07 March 2008

My Bitches Wear My Collars

Let's be clear about one thing: I adored the first Elizabeth movie. The palace intrigue, the betrayed young princess, the sumptuous costumes, the oh-so-meaningful shadows & light. ALL of it. I get into that bodice-ripping double-crossing soap operatic stuff like nobody's business. It is a shameless & naive love, & Elizabeth the first is a near-perfect example of its shiny dollar store beauty. It also bestowed upon me a decade-long adoration for Cate Blanchett that no number of middling Oscar bait vehicles can diminish.

There are two things of which I was unsure: (1) Why did they make a sequel? and (2) How did I not even know it existed until the Oscar nominations were announced? Th
e former remains a mystery, which goes a long way toward explaining the latter. I don't know what's wrong with me lately, but I have not seen a movie made in this century that I have actually enjoyed since early November, when I saw Ang Lee's Lust, Caution (N.B. It's totally worth checking out). Well, I did like the Lindsay Lohan stripper movie. But I also hated it, so I'm not sure it counts. Don't do this to me, brain. I love tawdry! I love slick! I love sprawling epic! Lately every movie I've watched ('cept M. Hulot's Holiday & Mon Oncle) has bored me senseless. I actually fell asleep in a movie theater during Michael Clayton last week. I was sober. The last time that happened, I was drunk, high & stuffed full of Vicodin. I cry foul.

ANYWAY. Back to Elizabeth: The Golden Age. It's pretty awful. Everybody looks bored out of their minds. Abbie Cornish, who plays Elizabeth's little handmaiden (& is called Bess though her full name is ALSO Elizabeth OMG totally meaningful!!!1!!1!!), is boringly pretty in an utterly typical fashion & appears to have all the mental faculties of Tupperware (& that curtain in the picture at left looks almost exactly like the shower curtain I had before I got my silver disco-tastic one). The usually yummy Clive Owen, who generally manages to be the only generically handsome leading man type that I crush on & I admit provided quite the impetus for me to move this to the top of my queue, delivers the most ridiculous lines as though he believes them not one iota. You must say the platitudes as though they emerge from the very bowels of your shallow soul, man! His clear disdain for his words makes him a poor character. And, really, the entire cast seems to be comprised of somnolent Cesares. Sheesh. With the sole exception of Ms. Blanchett, who (1) appears marginally interested & (2) has the dignity to believe in her dialogue cliches. Should you insist upon watching it, just compare the moment at which Owen says, "We mortals have many weaknesses; we feel too much, hurt too much or too soon we die, but we do have the chance of love" with Blanchett's delivery of "I have a hurricane in me that will strip Spain bare when you dare to try me!" It's no more possible to believe that Sir Walter Raleigh has any fucking clue about love than it is to doubt inner fury with which Elizabeth burns. Actually, the scene in which she exclaims with righteous fury, "You ask my permission before you fuck. Before you breed. My bitches wear MY collars" whilst slapping the bitch in question is the single moment of fabulosity in the film entire. (Though...if her bitches really did wear her collars, it probably would have been a way more interesting movie.)
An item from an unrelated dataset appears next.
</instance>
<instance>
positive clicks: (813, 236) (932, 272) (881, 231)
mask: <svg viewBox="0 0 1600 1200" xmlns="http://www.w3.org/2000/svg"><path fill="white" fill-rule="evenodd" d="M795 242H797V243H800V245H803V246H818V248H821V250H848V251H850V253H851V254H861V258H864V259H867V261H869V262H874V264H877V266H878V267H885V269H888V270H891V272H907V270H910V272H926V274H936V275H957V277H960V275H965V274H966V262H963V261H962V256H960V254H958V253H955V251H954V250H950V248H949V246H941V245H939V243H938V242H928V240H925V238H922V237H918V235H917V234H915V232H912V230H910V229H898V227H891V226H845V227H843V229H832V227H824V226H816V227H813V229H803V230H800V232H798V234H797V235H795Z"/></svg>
The problem is, this Elizabeth is simply not as compelling or interesting as the first film's. She has already chosen power over love, & apparently the writers' solution to creating romantic intrigue is to make her a whiny vicious sex-starved shrew. I don't know. Shouldn't it, to paraphrase Mel Brooks, be good to be the queen? I mean...surely she could get herself some ass right quick. Which wouldn't really solve the whole love-hungry thing, but at least it'd take care of the sex, right? UGH. I really fucking hate it when movies make me play feminist. It is so very irritatingly inimical to my nature. My solution then? Focus on the production elements to maintain interest. And, oh my, I want, I need, I long for a foyer that would do justice to this:



We'll ignore the raging obviousness of that purple. I, um, actually got bored enough to take my own pictures during the film, in case I couldn't find any online. So here's another:


And, holy cow, the horse frills & THAT MARVELOUS CAPE:


I want that cape. Were I a butch lesbian, I would probably have serious Cate Blanchett fantasies from the armor, too.

I also decided that feathers are totally ready for their accoutrement-status comeback in both clothing & home fashion(love the collar too):


Seriously, I'm starting to think I may have missed my calling. I would be a fantastic decorator.